В итоге, после тщательной подготовки, летом пятьдесят шестого года меня забросили в Москву. Не было никакого прыжка с парашютом или проплыва с аквалангом. Я приехал в составе делегации, с американским паспортом. Сотрудник резидентуры посольства проводил меня (мы тщательно проверялись и сбрасывали «хвосты») на конспиративную квартиру, которую тайно, через третьи руки, за баснословные деньги снимал сотрудник посольства. На квартире я переоделся во все советское. В запечатанном конверте мне вручили мои новые документы. По ним я становился на четыре года младше. В том, пятьдесят шестом году мой двойник закончил среднюю школу в отдаленном районе Красноярского края и приехал в столицу советской империи поступать, как здесь выражались, в вуз, или высшее учебное заведение. У меня на руках имелись паспорт на его имя, аттестат зрелости, приписное свидетельство, справка из поликлиники о медосмотре и комсомольский билет. В карманах также завалялся использованный плацкартный билет на поезд «Москва – Красноярск» и выписанные моим почерком на аутентичный советский листок линованной бумаги адреса нескольких столичных вузов. Я все знал о райцентре, в котором якобы вырос, о моих отце (погибшем на фронте) и матери, умершей в сорок седьмом году. О тетке, что якобы меня воспитала, о школе, одноклассниках, учителях, а также других людях, с кем я в своей прошлой жизни мог общаться: руководителях кружков, библиотекарях, врачах в детской поликлинике и больнице, сотрудниках военкомата. Мне категорически было приказано держаться подальше от учебных заведений или мест работы, связанных с секретностью. Если я вдруг буду поступать в вуз или на службу оборонного характера, мою анкету обязательно начнут проверять. В том числе – пошлют запрос в райцентр, откуда я якобы родом, и тогда разоблачение неминуемо. Но если держаться подальше от секретности, вряд ли кому-то придет в голову ревизовать меня и мое происхождение.

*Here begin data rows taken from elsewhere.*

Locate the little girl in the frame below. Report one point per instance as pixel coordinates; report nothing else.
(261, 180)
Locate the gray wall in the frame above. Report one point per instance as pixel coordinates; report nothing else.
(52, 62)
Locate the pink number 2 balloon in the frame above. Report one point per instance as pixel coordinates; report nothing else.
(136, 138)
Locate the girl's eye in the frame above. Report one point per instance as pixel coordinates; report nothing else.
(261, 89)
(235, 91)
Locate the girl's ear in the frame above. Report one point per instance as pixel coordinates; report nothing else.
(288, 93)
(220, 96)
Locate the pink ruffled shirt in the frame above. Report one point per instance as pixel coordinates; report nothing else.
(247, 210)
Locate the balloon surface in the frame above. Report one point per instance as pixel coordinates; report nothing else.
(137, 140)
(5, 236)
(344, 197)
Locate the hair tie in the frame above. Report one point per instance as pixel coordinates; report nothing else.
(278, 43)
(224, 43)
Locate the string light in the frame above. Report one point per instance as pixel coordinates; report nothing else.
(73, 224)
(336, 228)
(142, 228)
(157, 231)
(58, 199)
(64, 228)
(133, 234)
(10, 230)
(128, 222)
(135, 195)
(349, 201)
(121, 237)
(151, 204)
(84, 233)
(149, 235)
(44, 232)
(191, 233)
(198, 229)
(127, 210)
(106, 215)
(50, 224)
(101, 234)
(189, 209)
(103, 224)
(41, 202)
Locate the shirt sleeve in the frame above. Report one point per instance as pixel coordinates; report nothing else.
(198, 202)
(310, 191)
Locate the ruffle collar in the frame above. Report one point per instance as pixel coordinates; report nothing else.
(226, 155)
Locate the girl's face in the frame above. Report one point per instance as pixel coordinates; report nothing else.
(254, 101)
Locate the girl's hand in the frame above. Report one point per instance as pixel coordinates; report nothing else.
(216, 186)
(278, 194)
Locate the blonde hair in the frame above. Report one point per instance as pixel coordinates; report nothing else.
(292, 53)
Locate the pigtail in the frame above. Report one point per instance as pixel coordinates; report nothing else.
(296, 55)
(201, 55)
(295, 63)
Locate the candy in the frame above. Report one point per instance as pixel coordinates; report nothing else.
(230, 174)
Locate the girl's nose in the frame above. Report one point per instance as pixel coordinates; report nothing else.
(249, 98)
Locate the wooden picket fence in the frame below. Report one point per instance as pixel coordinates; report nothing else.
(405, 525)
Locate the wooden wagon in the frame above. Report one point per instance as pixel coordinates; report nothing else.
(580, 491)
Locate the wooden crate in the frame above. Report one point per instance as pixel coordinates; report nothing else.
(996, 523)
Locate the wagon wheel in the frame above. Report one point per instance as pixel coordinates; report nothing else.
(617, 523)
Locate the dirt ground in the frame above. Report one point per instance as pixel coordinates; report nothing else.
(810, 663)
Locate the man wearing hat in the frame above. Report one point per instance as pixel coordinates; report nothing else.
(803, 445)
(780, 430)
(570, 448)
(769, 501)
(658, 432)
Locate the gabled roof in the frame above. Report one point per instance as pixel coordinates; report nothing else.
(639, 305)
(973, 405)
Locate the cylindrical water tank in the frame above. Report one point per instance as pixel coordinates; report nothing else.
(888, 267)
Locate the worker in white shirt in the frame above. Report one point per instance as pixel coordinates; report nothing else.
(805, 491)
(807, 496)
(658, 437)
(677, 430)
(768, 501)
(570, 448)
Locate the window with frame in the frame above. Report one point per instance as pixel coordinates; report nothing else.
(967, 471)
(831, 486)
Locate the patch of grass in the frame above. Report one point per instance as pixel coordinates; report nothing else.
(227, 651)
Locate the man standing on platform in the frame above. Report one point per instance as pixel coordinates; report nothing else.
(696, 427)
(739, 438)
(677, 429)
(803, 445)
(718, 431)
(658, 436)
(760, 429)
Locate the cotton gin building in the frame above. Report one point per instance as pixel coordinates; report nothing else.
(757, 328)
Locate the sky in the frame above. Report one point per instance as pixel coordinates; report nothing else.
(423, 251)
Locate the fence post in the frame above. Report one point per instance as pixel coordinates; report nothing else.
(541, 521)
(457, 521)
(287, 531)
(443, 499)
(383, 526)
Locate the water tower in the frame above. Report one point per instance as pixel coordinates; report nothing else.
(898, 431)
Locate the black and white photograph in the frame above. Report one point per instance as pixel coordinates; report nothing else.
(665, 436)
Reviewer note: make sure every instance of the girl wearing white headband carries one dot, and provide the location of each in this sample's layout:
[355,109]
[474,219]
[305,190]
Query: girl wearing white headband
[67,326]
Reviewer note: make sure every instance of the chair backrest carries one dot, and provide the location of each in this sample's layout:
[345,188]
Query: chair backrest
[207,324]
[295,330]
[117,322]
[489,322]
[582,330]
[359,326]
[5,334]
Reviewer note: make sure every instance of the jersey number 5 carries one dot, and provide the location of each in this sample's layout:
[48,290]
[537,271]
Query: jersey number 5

С сильнейшей внутренней дрожью я, помнится, взял тогда картонный чемоданчик и вышел из конспиративной квартиры на улицы Москвы – впервые как простой советский гражданин. Никто не обращал на меня ни малейшего внимания – что свидетельствовало о том, что мой маскарад удался. Часом раньше, когда я выглядел как американец, я притягивал на улице сотни любопытствующих взоров. Чтобы испытать себя и почувствовать еще больше уверенности в себе, я подошел к постовому милиционеру и спросил у него, как проехать в строительно-архитектурный институт. Тот козырнул и подробно описал дорогу – ни вид мой, ни говор не вызвали у него ни малейшего подозрения. Мильтон (как на жаргоне тогда нелицеприятно называли советских полицейских) принял меня точно за того, кем я хотел казаться, то есть за юного провинциала, прибывшего в столицу мира и социализма, чтобы поступать в институт. Это сразу наполнило меня эйфорией и придало твердости.
В тот же день я в качестве абитуриента подал документы в строительно-архитектурный институт и получил направление в общежитие. В комнате, кроме меня, оказалось еще трое будущих коллег, и первый месяц я очень тяжело привыкал к тому, что мне приходится делить спальню с другими гражданами; что душевая, туалет, кухня и комната для занятий также общие, рассчитанные на сорок-пятьдесят человек. Кстати, поступить в вуз мне оказалось совсем не просто: уровень знаний моих соперников-абитуриентов был очень высок, несравнимо выше, чем моих американских одноклассников. Если бы не специальные занятия, которыми меня пичкали на русском языке в ходе подготовки, вряд ли я выдержал бы конкурс даже в строительно-архитектурный. Не самый, кстати говоря, в те годы рейтинговый вуз – тогда все стремились в авиационщики, физики-ядерщики, математики, куда путь мне был закрыт из-за тотальной секретности, царившей в этих областях. На пределе проходного балла я все-таки поступил в вуз и получил право жить в общежитии на постоянной основе. Так началось мое многолетнее вживание в советскую действительность.
Никакой связи с центром я не поддерживал. Никаких заданий мне никто, как и обещал мистер Даллес, не давал. Единственное, что от меня требовалось, – это раз в месяц в специально оговоренном месте оставлять кодовый знак. Вертикальная черта – все в порядке. Горизонтальная – нужна помощь, прошу выйти на связь. Латинская буква «вэ», «виктори» – нахожусь на грани провала, прошу о срочной эвакуации. Но я месяц за месяцем аккуратно оставлял на фонарном столбе чернильным карандашом вертикальный след: «Все о’кей».